Kat: My dad was an engineer, so I grew up fascinated by the ability to fix and build things and never lost my love of tinkering. In my first year at Dartmouth, I was matched with Professor Whitfield, who studies quantum computing in the physics department, through the Women in Science Program. I had no idea what a quantum computer was, but as I started doing more and more research, I ended up really enjoying it and wanted to further explore the hardware work that Professor Fossum does. I emailed him out of the blue and said, "Hi, my name's Kat, and I'm really interested in doing work with you." And he said "Cool! Sounds great."

Professor Fossum: The fact that I have this chance to work with Kat to explore this area is an awesome opportunity for me, too. Working with undergraduates is fun because they're filled with enthusiasm, and Kat's really tried hard to learn what the state of the art is in this area and to advance that.

Kat: When I first started this project, I actually didn't even know that I wanted to connect it back to environmental science. But because I had that time in Professor Fossum's lab and exposure to his image sensor technology, I thought, "Oh, maybe I can build a quantum computer and then stop climate change." It's given me a lot of confidence that this is what I want to do. After graduation, I hope to work in the quantum computing industry and one day earn my master's in environmental science or environmental technology.

What's special about doing research at Dartmouth in particular?

Professor Fossum: There are two aspects to doing research. One is drilling deep in particular fields—I'm kind of a 'driller' in the image sensor field. But there's also the dimension of cross-disciplinary work—instead of drilling down, you're drilling across. That's equally important, and I think Dartmouth has done a good job of supporting both modes of research.

Kat: I've been able to have hands-on research experience as an undergraduate in a really renowned laboratory with someone who has helped so many students before me. The ability to do cutting-edge research is just so cool.
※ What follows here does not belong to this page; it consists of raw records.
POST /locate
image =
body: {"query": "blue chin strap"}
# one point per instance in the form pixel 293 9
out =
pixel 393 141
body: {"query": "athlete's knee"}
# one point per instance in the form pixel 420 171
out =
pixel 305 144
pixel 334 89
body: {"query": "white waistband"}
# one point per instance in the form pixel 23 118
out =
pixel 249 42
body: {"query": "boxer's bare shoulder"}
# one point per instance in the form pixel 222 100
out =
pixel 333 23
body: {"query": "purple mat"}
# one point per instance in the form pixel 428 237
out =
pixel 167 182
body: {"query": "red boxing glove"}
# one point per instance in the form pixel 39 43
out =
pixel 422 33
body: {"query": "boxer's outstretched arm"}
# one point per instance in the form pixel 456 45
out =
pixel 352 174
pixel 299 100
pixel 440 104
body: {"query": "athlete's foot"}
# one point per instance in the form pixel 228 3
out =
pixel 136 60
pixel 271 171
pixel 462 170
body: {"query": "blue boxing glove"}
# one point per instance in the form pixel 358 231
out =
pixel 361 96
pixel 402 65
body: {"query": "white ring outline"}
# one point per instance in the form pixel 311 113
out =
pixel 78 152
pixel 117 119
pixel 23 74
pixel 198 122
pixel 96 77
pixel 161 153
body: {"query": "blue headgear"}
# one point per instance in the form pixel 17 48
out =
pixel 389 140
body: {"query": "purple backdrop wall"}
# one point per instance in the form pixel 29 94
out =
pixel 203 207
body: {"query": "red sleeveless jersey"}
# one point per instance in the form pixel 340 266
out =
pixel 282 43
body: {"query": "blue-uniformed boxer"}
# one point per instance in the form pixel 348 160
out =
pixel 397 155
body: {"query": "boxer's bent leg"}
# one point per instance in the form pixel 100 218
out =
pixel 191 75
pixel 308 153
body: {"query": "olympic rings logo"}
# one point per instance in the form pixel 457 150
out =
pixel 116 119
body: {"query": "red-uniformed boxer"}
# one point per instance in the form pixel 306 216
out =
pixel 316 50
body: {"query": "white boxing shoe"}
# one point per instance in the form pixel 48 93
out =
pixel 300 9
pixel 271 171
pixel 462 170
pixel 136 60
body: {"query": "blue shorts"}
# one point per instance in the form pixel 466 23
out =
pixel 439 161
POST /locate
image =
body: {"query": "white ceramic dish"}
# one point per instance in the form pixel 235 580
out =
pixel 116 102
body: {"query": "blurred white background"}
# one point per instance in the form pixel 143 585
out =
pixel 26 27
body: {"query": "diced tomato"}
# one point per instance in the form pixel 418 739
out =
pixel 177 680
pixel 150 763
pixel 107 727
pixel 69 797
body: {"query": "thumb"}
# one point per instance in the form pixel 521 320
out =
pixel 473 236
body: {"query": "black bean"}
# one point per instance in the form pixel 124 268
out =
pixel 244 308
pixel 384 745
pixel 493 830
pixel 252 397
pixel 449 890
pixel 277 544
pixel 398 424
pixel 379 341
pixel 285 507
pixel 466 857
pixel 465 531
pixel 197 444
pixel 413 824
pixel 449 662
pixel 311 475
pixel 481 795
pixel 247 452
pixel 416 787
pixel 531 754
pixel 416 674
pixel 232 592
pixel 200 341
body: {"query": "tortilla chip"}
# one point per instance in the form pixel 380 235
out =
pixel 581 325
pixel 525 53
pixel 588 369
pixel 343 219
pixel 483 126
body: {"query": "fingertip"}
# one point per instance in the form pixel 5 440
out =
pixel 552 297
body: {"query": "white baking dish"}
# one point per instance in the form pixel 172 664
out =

Quantum computing is a very young field, so there's a lot of potential for me to make an impact.

Professor Fossum: The reason I came to Dartmouth after being retired twice was to give back to society and to give back to people. Dartmouth is an outstanding place for undergraduate education not just because of the experiential learning that happens in its classrooms. The College also offers students opportunities to work closely with faculty members on leading-edge research across the campus. If I were an undergraduate and I had a long-term interest in furthering knowledge, this would be a top stop for me.